2016年4月4日讯 --本文亮点:
hPSC依赖糖酵解和谷氨酰胺氧化产生ATP
葡萄糖和谷氨酰胺缺乏可以帮助清除干细胞治疗方法中残留的未分化干细胞
由于ACO2和IDH2/3表达较低,hPSC不能有效使用丙酮酸
心肌细胞可以有效利用丙酮酸用于产生ATP和谷氨酸
近日,国际学术期刊Cell Metabolism在线发表了日本庆应大学医学院的一项最新研究进展,他们发现人类多能干细胞(hPSC)在缺乏葡萄糖和谷氨酰胺的情况下无法生存,由于hPSC存在特殊的基因表达模式,因此无法有效利用丙酮酸。这项研究对于清除干细胞治疗过程中残存的未分化干细胞,防止肿瘤形成具有重要意义。
之前研究发现,人类多能干细胞依赖有氧糖酵解产生ATP,但是在ATP合成过程中氧化磷酸化的主要能量来源以及重要性并没有得到完全阐明。

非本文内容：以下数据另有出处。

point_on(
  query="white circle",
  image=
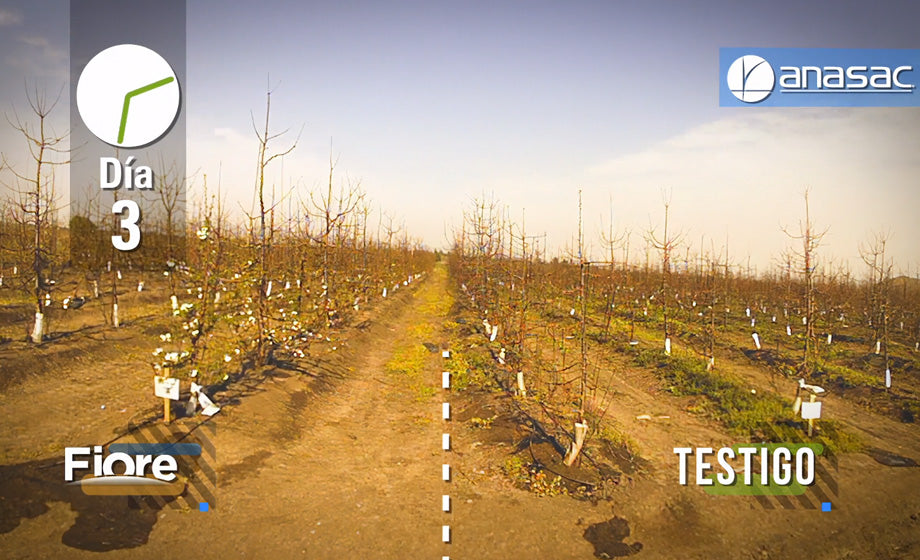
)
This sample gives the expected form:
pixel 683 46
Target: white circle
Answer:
pixel 750 78
pixel 128 96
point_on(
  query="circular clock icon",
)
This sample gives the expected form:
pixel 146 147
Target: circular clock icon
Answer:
pixel 128 96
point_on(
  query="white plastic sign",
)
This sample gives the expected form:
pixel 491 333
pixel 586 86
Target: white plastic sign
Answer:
pixel 811 410
pixel 166 387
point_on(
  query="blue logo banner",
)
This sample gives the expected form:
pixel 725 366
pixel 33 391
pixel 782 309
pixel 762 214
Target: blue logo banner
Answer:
pixel 780 77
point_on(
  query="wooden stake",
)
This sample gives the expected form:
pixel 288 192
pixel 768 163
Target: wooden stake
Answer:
pixel 581 430
pixel 166 405
pixel 811 421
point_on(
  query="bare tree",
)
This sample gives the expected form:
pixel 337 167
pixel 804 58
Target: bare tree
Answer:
pixel 265 230
pixel 873 254
pixel 811 240
pixel 666 245
pixel 35 193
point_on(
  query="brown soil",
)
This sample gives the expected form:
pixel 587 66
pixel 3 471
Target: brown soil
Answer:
pixel 334 458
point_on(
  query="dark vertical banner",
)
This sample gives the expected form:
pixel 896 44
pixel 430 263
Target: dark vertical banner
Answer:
pixel 127 115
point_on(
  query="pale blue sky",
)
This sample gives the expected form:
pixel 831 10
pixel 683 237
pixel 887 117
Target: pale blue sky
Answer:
pixel 430 104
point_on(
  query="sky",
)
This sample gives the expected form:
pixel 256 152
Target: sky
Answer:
pixel 431 104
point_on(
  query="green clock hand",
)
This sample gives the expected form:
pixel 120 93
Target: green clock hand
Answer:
pixel 128 96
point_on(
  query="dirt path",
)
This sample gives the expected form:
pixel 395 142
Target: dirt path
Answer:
pixel 349 465
pixel 350 471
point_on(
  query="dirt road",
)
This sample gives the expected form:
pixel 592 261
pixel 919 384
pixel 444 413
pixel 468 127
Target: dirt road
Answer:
pixel 349 465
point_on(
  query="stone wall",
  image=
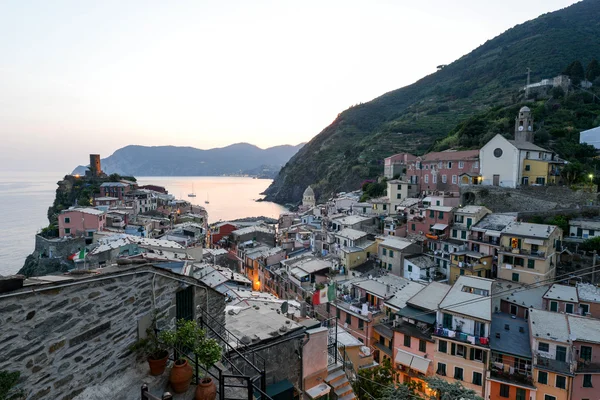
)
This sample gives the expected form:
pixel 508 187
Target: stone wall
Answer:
pixel 527 198
pixel 68 336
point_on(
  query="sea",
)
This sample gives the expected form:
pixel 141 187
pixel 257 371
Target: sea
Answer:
pixel 26 196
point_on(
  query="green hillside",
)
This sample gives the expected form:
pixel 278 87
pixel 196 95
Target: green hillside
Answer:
pixel 416 118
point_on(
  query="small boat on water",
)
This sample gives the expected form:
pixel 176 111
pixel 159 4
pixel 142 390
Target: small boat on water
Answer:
pixel 193 194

在经过详细的氨基酸分析之后,研究人员发现谷氨酰胺对于hPSC的存活必不可少。在葡萄糖和谷氨酰胺匮乏的情况下,hPSC会因为缺少ATP而发生快速死亡。随后研究人员又进行了代谢组学分析,结果表明hPSC对丙酮酸的利用能力很差,谷氨酰胺是氧化磷酸化的主要能量来源。hPSC无法有效利用丙酮酸合成ATP的主要原因在于hPSC内顺乌头酸酶2(ACO2)和异柠檬酸脱氢酶2/3(IDH2/3)的表达水平非常低,几乎可忽略不计,而ATP-柠檬酸裂合酶的表达水平非常高,因此hPSC无法利用丙酮酸来源的柠檬酸。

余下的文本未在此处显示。